In contrast to the first experiment where the RNAs were isolated using the TRIzol and phenol–chloroform extraction method followed by washing and elution on an RNA-binding column, the RNAs were directly extracted using RNeasy Mini Kit (Qiagen) according to the manufacturer's instructions. (All materials cited hereafter are from ThermoFisher Scientific, Wilmington, MA, USA.) Genomic DNA contamination was eliminated by a treatment with TURBO DNA freeTM kit from Ambion. The reverse transcription was performed starting from 500 ng of RNA using a High Capacity cDNA Reverse Transcription kit according to the manufacturer's protocol. The qPCR was achieved with the Taqman Universal master mix II. The cDNA was loaded onto a custom TaqMan low-density array (384 wells plate) as specified in the manufacturer's instructions. The plates were read using 7900 HT Fast Real-Time PCR System. The primers and probes and the efficiencies and specificities are included in the MIQE checklist file in the supplementary material. The three algorithms were applied as for the primary experiment.
Immune cell correlation
In order to validate the findings in a real application, we proceeded to a relative quantification of genes correlated with eosinophils and neutrophils (IL-5 and CXCL8, respectively). This experiment was performed with samples from six healthy controls, six patients with asthma and six COPD patients (characteristics of the patients are described in supplementary table S2). The COPD patients exhibited an intense neutrophilic inflammation and the asthmatic cohort showed high sputum eosinophil and neutrophil percentages. The RNA extraction and RT-qPCR procedures were performed as described for the first cohort. Relative quantification in gene expression compared to healthy controls was determined using qbase+ qPCR analysis software (Biogazelle, Zwijnaarde, Belgium) in accordance with the target specific amplification efficiency values.
Statistics
Three different algorithms were used to assess the stability of the nine reference genes. GeNorm (implementation in qbase+) uses a normalisation strategy which provides a ranking of the candidate genes according to an average stability value (M) of remaining reference genes calculated during stepwise exclusion of the least stable reference gene [28]. NormFinder, available as an Excel add-in, is based on the analysis of overall gene expression variation and the variation between sample subgroups [29]. BestKeeper software, available as an Excel-based tool determines the optimal reference gene with pairwise correlation analysis of all pairs of candidate genes and calculates the geometric mean of the best ones [30].

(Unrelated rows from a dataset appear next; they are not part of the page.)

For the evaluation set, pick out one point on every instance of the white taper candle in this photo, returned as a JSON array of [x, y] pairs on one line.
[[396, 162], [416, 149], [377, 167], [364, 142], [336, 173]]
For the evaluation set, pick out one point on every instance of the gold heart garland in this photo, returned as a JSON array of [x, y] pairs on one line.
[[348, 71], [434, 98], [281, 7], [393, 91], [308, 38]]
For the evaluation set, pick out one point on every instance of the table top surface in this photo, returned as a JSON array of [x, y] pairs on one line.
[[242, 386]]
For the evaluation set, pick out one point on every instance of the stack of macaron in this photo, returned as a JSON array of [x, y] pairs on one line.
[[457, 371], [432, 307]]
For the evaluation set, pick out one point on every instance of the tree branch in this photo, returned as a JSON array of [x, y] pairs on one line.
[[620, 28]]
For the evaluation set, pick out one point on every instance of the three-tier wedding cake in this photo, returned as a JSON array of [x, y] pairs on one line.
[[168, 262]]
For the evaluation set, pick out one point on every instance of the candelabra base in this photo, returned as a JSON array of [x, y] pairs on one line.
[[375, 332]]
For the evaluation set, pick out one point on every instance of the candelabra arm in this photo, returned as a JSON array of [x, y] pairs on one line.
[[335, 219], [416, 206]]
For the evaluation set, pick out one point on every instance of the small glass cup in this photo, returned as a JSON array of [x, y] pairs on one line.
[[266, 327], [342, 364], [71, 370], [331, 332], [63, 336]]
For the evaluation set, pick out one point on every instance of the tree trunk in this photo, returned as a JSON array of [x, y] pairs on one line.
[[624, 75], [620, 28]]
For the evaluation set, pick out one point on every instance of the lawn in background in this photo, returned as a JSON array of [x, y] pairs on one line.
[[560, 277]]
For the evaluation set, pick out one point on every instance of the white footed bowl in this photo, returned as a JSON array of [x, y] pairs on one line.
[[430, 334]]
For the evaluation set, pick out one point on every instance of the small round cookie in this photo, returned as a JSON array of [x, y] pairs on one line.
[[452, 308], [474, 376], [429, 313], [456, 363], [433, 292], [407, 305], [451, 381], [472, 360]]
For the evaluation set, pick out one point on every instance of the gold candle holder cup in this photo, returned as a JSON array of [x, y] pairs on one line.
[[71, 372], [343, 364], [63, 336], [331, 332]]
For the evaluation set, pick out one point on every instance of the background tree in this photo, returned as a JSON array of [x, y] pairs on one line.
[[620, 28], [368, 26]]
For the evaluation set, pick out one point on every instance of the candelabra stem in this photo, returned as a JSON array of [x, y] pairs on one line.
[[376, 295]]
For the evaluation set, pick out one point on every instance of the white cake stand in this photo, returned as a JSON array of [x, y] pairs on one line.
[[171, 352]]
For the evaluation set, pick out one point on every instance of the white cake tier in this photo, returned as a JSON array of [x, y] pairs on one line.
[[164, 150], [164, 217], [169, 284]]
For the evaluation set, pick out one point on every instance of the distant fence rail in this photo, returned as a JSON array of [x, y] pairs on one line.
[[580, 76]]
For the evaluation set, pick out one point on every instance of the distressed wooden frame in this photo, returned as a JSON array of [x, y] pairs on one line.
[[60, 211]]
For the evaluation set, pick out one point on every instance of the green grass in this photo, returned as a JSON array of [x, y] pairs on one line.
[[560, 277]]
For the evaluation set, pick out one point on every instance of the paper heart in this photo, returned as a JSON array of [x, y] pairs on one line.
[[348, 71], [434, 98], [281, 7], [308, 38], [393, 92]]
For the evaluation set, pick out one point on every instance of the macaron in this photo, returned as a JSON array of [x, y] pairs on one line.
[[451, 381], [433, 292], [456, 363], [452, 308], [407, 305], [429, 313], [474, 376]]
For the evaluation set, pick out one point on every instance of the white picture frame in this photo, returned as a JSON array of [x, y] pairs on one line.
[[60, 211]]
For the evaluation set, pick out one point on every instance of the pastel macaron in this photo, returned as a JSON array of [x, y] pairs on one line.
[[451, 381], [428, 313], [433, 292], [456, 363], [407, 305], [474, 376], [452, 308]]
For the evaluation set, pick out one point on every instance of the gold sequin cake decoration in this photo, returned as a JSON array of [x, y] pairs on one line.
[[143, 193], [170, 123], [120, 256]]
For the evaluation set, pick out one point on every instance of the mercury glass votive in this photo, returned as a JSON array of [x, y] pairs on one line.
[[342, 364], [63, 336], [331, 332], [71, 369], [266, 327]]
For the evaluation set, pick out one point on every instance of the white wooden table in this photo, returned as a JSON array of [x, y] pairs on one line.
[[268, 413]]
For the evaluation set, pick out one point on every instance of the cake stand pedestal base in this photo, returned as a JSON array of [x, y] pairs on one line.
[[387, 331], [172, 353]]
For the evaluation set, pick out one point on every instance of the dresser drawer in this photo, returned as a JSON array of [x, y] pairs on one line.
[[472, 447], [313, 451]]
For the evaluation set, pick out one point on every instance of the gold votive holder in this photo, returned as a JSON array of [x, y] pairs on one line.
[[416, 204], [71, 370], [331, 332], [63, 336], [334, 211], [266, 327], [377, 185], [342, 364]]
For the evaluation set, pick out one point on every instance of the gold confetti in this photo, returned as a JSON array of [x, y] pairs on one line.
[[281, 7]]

The demographic and functional characteristics of the patients were expressed as mean±sd and comparisons between groups were performed by one-way ANOVA followed by Tukey's multiple comparisons test for continuous variables. A Chi-squared test was applied for categorical analyses. Sputum cell counts were expressed as median (interquartile range). Comparisons between groups were performed by Kruskal–Wallis test followed by Dunn's multiple comparisons test. In the application example, the relative expression between groups of subjects was analysed in the same manner and with the Mann–Whitney test when two groups were compared. Correlations were tested with Spearman's rank correlation analysis. Statistical analyses were carried out with GraphPad Prism 7.0 (GraphPad Software, San Diego, CA, USA). Differences were considered statistically significant when a two-sided p-value was <0.05.
Results
Baseline characteristics of the patients
The three groups of patients were well matched according to sex and age, but not for tobacco habits and treatments. Regarding sputum cell counts, the COPD patients exhibited lower percentages of macrophages, but higher proportions of neutrophils than controls. In addition, COPD patients had a higher proportion of eosinophils than controls, but to a lesser extent than asthmatic patients.

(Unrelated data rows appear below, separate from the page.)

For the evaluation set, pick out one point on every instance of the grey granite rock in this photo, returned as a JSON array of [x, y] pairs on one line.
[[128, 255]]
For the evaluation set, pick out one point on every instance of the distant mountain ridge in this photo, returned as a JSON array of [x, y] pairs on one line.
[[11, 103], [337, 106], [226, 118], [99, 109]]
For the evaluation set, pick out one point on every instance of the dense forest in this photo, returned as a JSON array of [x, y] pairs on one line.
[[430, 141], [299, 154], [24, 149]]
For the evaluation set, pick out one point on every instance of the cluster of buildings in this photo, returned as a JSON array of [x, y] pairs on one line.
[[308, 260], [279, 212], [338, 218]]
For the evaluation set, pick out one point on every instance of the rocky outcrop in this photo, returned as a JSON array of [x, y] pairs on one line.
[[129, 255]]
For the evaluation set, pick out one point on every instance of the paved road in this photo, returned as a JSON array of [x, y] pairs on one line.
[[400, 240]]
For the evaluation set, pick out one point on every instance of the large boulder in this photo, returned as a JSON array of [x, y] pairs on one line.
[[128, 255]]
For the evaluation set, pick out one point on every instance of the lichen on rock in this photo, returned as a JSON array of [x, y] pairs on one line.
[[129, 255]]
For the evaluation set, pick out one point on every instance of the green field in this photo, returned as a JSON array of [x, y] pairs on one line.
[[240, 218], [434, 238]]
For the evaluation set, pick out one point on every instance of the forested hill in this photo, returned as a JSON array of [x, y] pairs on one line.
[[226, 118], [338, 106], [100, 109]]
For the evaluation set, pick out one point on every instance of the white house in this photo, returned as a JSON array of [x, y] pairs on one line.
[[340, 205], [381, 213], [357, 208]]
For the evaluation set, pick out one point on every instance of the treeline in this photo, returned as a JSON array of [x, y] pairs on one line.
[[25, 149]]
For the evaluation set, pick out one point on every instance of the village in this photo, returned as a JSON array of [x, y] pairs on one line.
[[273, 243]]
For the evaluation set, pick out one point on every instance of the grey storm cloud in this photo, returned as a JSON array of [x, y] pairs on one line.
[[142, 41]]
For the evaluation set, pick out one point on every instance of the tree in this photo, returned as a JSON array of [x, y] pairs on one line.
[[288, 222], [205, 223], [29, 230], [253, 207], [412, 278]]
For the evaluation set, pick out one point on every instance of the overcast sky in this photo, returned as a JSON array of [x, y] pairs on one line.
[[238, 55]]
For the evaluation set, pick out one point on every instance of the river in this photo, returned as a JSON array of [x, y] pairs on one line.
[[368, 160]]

Raw quantification cycle distribution of the candidate reference genes
The raw quantification cycle distributions of the candidate reference genes are presented in figure 1. They displayed a wide range of cycles, from 15.7 (15.0–16.6) for RNA18S to 33.0 (32.0–35.2) for HPRT1.

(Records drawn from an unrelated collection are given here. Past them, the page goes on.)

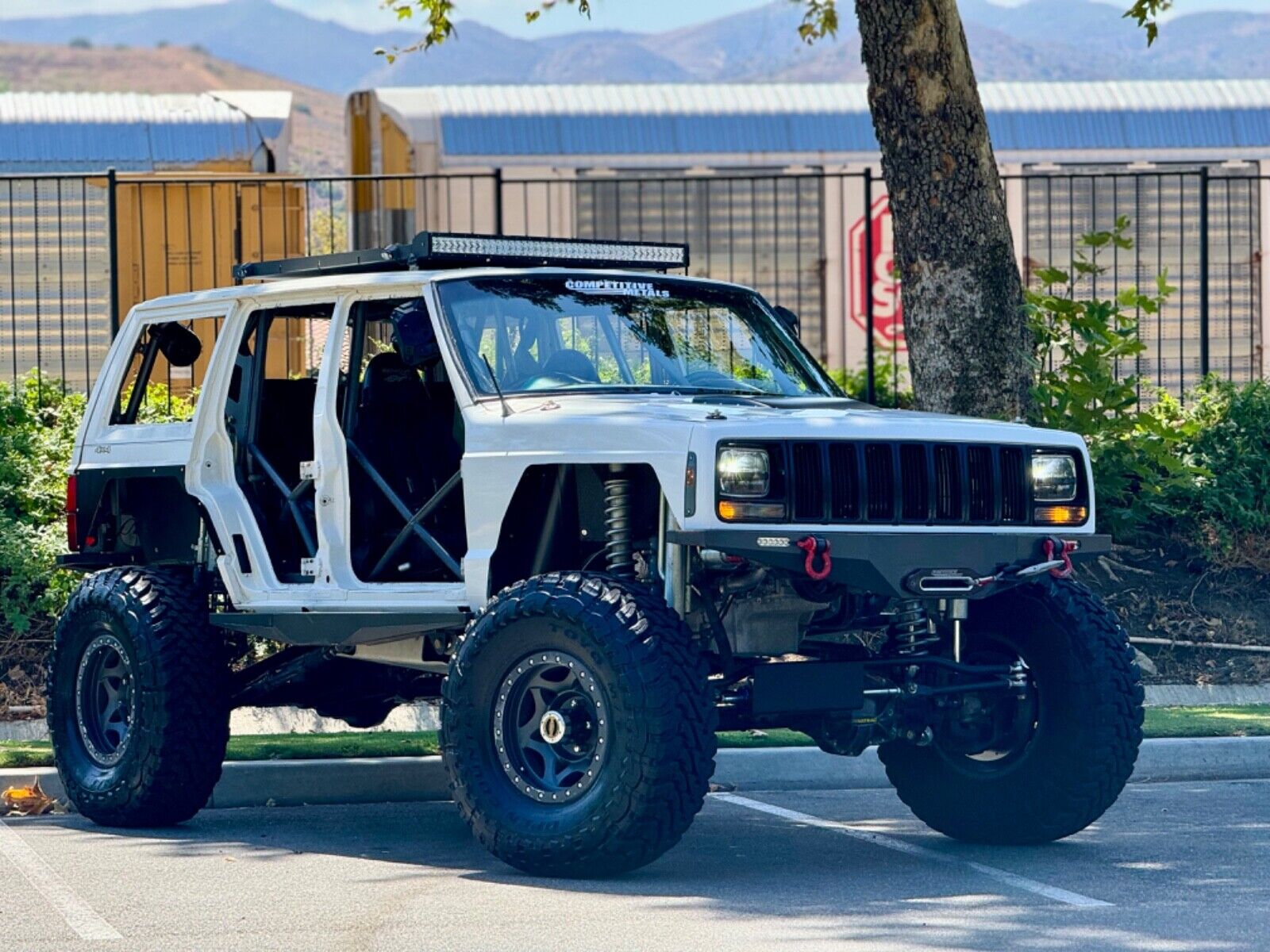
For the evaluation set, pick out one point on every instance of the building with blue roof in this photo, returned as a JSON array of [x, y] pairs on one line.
[[768, 183], [745, 125], [222, 131]]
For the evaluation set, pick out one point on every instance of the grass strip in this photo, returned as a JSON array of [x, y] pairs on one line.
[[1245, 721]]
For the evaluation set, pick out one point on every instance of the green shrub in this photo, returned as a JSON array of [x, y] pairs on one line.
[[1227, 505], [1138, 455], [37, 436], [891, 382]]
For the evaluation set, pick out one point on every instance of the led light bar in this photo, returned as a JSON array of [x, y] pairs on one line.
[[433, 249], [440, 251]]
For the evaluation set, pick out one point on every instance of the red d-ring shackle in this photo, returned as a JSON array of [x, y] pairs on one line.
[[814, 547]]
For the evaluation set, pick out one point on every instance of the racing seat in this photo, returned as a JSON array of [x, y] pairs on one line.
[[406, 455]]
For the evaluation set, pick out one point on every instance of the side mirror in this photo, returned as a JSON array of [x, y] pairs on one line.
[[787, 317], [177, 343]]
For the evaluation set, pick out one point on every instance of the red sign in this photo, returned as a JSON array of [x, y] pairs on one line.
[[888, 313]]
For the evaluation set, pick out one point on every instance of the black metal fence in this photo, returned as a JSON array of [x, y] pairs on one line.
[[79, 251]]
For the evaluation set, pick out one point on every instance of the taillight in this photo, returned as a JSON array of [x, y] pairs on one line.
[[71, 516]]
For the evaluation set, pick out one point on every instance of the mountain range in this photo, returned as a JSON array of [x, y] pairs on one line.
[[1041, 40]]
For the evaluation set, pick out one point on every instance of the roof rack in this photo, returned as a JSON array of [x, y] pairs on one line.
[[441, 251]]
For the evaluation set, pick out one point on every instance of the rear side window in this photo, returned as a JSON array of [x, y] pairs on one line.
[[165, 372]]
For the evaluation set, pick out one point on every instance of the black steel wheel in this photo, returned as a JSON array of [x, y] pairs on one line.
[[1047, 765], [137, 698], [578, 727]]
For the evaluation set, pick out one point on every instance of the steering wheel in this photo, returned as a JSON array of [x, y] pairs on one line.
[[545, 381], [710, 378]]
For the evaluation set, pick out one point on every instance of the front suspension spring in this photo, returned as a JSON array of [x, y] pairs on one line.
[[911, 632], [619, 551]]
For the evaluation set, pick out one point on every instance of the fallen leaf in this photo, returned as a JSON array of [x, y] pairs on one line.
[[27, 801]]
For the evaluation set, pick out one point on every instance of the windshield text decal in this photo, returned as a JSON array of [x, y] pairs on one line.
[[624, 289]]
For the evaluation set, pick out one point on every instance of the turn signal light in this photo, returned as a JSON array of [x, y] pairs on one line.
[[743, 512], [1060, 514]]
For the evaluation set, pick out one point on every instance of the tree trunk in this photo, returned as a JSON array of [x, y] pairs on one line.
[[968, 343]]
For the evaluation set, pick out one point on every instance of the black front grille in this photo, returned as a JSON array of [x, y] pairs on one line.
[[879, 482], [810, 488], [840, 482]]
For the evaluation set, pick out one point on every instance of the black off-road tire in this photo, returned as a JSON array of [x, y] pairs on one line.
[[1087, 727], [660, 727], [179, 698]]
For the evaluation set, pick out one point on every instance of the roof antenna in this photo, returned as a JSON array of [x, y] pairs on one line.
[[507, 410]]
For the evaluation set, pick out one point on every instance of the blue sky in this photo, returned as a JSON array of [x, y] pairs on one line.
[[508, 16]]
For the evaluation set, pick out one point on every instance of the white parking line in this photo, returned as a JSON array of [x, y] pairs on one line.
[[880, 839], [78, 914]]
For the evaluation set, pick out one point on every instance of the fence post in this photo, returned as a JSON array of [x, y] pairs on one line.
[[1203, 271], [498, 201], [867, 277], [112, 236]]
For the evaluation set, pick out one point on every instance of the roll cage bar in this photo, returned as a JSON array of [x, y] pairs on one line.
[[413, 522]]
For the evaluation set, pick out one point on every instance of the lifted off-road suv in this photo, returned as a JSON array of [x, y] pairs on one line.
[[600, 512]]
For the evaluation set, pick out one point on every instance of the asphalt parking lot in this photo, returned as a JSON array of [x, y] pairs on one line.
[[1172, 866]]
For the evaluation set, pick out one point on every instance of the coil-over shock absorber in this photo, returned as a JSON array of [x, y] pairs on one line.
[[619, 551], [911, 631]]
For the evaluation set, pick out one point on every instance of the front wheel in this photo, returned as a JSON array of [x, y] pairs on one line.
[[578, 727], [1064, 753]]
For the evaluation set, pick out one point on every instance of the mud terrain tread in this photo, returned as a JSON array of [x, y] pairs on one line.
[[1083, 771], [662, 677], [182, 725]]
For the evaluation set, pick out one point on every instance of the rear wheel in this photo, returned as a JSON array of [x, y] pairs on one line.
[[137, 698], [578, 729], [1058, 758]]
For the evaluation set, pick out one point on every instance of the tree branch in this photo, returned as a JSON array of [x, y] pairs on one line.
[[1145, 13]]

Reference gene expression stability evaluation
The ranking obtained with the three algorithms are combined in table 2. The M value obtained in the geNorm pilot experiment was low for the best reference gene and high for most unstable genes. In addition, the NormFinder algorithm gave a stability value for each candidate gene, the lowest being considered the best. Finally, BestKeeper software combined all the candidate normalisation genes into an index and analysed the correlation of this index with each individual gene. The most appropriate genes had the greatest correlation coefficient values.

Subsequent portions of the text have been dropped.